A bench comprising of Justice Vinay Deshpande was seized with a plea filed by one Rangrao Chaudhary, who challenged the December 2005 order passed by a labour court which upheld his employer’s decision to terminate his service.

According to the employer, on a random visit by a senior officer of the factory on the fateful day of May 1995, Chaudhary was not found on the machine but was seen combing his hairs.

Since it was a night shift, the senior officer viewed Chaudhary’s conduct seriously and asked him to get back to his duty.

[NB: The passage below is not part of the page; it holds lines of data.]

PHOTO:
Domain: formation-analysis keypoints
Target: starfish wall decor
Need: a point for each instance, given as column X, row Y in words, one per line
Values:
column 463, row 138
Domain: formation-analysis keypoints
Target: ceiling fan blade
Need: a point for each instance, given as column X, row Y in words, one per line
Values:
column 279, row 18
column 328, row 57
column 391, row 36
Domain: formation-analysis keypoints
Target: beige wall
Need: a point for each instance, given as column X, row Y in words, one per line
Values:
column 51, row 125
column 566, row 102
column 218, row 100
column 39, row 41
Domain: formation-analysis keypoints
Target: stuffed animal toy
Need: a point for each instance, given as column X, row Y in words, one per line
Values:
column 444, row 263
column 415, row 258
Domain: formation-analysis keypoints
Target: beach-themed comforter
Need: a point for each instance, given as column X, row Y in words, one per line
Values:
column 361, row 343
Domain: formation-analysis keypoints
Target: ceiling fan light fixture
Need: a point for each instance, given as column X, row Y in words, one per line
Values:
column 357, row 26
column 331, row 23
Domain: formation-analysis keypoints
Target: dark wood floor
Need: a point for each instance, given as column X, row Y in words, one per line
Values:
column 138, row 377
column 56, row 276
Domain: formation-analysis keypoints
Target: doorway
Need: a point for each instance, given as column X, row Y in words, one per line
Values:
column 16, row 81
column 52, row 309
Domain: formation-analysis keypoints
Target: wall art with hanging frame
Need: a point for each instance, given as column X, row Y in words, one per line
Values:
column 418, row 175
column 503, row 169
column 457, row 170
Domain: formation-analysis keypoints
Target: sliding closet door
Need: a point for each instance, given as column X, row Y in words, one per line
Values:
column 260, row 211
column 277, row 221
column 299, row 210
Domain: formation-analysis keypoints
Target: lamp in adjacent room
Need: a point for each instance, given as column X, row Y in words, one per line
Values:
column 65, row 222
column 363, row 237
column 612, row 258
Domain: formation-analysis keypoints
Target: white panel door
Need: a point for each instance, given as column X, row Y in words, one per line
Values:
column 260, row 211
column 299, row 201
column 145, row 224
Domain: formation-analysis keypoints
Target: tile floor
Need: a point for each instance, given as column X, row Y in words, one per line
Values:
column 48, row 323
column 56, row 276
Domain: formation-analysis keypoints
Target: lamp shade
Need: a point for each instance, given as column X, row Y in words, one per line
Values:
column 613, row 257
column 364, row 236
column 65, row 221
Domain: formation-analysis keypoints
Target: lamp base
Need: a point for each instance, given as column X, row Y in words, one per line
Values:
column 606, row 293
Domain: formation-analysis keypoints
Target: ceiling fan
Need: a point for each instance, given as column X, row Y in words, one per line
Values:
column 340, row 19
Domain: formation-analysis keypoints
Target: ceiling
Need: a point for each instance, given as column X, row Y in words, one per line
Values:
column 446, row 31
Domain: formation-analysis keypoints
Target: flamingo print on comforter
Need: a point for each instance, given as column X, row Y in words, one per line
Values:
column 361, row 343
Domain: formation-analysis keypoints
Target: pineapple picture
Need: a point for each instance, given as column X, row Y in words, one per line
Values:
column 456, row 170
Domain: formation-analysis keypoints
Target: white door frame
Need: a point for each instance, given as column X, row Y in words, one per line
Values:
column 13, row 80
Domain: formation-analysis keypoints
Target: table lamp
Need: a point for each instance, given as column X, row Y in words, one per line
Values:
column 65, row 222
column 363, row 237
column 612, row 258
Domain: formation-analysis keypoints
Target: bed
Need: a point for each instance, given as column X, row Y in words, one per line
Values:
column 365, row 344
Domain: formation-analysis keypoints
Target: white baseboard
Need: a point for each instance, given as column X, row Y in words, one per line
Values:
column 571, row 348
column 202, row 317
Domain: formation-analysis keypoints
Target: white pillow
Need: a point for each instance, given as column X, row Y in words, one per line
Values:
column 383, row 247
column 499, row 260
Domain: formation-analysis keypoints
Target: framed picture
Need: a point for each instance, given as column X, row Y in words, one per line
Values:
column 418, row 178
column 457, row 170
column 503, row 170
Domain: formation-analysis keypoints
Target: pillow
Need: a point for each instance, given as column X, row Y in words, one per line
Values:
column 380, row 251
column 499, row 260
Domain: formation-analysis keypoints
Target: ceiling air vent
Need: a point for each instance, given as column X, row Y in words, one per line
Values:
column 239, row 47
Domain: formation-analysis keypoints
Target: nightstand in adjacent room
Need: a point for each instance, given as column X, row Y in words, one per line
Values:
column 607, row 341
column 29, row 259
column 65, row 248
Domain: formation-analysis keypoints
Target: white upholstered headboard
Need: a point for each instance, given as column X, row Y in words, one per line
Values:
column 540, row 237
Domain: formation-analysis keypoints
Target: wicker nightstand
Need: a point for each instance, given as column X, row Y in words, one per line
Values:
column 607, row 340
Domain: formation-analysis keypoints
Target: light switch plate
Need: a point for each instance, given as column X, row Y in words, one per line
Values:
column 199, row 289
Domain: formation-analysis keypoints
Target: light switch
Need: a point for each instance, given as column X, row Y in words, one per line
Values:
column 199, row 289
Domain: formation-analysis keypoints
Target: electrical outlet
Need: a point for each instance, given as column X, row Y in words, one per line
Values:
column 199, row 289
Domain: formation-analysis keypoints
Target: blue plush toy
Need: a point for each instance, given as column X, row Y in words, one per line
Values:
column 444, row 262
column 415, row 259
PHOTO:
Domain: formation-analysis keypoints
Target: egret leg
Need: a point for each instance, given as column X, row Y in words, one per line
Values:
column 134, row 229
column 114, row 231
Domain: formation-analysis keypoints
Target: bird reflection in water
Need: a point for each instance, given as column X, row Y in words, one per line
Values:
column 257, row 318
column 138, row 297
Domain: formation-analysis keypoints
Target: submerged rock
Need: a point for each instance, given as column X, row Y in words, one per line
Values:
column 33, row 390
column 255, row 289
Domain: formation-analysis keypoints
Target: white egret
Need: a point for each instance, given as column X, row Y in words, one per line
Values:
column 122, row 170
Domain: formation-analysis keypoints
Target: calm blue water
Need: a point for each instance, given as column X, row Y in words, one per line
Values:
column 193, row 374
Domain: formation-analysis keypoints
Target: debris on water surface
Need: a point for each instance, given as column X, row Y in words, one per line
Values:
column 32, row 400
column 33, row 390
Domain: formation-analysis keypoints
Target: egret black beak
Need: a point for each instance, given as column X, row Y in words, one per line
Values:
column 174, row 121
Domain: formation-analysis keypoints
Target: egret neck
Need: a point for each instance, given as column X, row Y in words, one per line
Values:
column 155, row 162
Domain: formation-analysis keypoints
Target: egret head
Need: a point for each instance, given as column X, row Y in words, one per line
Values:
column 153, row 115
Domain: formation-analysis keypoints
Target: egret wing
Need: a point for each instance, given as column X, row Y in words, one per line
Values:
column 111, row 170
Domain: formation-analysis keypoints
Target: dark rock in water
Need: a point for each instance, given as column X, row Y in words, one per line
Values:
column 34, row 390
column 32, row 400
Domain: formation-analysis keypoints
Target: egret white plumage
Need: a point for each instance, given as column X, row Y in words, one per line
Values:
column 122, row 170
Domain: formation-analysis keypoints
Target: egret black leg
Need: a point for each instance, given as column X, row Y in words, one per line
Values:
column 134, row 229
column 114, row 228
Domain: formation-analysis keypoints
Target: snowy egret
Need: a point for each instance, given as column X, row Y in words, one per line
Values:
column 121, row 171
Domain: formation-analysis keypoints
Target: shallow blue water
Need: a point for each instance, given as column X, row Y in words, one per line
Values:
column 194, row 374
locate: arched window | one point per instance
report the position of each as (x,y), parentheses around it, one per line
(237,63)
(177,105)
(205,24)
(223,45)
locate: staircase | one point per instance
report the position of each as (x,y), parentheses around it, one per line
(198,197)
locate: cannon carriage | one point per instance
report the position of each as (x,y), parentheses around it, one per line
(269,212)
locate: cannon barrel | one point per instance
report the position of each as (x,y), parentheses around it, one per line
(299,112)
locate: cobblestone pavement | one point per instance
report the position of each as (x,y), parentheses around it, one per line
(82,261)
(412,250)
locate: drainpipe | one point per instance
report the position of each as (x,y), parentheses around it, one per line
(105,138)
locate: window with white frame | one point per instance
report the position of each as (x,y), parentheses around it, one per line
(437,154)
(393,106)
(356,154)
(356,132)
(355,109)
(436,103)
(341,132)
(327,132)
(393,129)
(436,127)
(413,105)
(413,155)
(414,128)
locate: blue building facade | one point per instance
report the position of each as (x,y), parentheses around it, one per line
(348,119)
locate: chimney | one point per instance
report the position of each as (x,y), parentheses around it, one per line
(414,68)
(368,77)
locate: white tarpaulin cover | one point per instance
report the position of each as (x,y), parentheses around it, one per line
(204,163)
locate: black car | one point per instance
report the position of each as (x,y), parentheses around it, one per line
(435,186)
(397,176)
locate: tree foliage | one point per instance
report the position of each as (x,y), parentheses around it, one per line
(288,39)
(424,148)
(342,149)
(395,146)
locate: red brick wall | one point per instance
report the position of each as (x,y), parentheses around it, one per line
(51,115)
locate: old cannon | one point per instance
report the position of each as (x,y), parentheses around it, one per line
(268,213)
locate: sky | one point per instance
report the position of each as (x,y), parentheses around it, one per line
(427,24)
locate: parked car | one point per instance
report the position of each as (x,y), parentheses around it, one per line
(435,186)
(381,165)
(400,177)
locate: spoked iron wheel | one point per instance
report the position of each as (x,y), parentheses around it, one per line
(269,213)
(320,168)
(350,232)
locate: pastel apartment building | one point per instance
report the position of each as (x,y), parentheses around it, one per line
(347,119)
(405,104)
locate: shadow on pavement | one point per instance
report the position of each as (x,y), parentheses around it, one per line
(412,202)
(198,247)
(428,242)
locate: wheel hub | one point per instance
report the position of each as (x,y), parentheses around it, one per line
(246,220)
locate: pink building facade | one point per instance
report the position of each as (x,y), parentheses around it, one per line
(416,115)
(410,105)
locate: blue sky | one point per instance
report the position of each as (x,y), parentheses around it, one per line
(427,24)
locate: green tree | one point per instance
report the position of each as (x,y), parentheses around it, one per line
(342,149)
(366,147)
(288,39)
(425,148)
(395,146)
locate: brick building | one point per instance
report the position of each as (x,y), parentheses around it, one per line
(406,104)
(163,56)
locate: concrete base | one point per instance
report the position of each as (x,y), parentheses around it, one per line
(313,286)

Irked over this, Chaudhary abused his boss and threw an iron rod/container on him, after which the latter got injured.

The employer, accordingly registered a case against Chaudhary and he was even subjected to a departmental enquiry, following which he was removed from his job.

To buttress his case, Chaudhary claimed that since he was acquitted in a subsequent criminal proceeding over the same attack incident, the employer erred in terminating his service.

At this, Justice Deshpande said, “Departmental proceeding and the proceeding in criminal case can proceed simultaneously as there is no bar and they are being conducted simultaneously though separately. Standard of proof for proving the guilt in a criminal trial is much higher than to prove the misconduct in a domestic enquiry.”

“Therefore, merely because Chaudhary was acquitted in the criminal case, the same will not be helpful to him,” the judge said.

“Chaudhary’s act of leaving the machine abruptly, though he was supposed to work on the machine and combing hairs was a serious misconduct. Not only that, when he was asked by his superior to resume the duty, instead he used abusive words and assaulted on him, in view of this Court, is a grave misconduct,” the judge held, while dismissing his plea.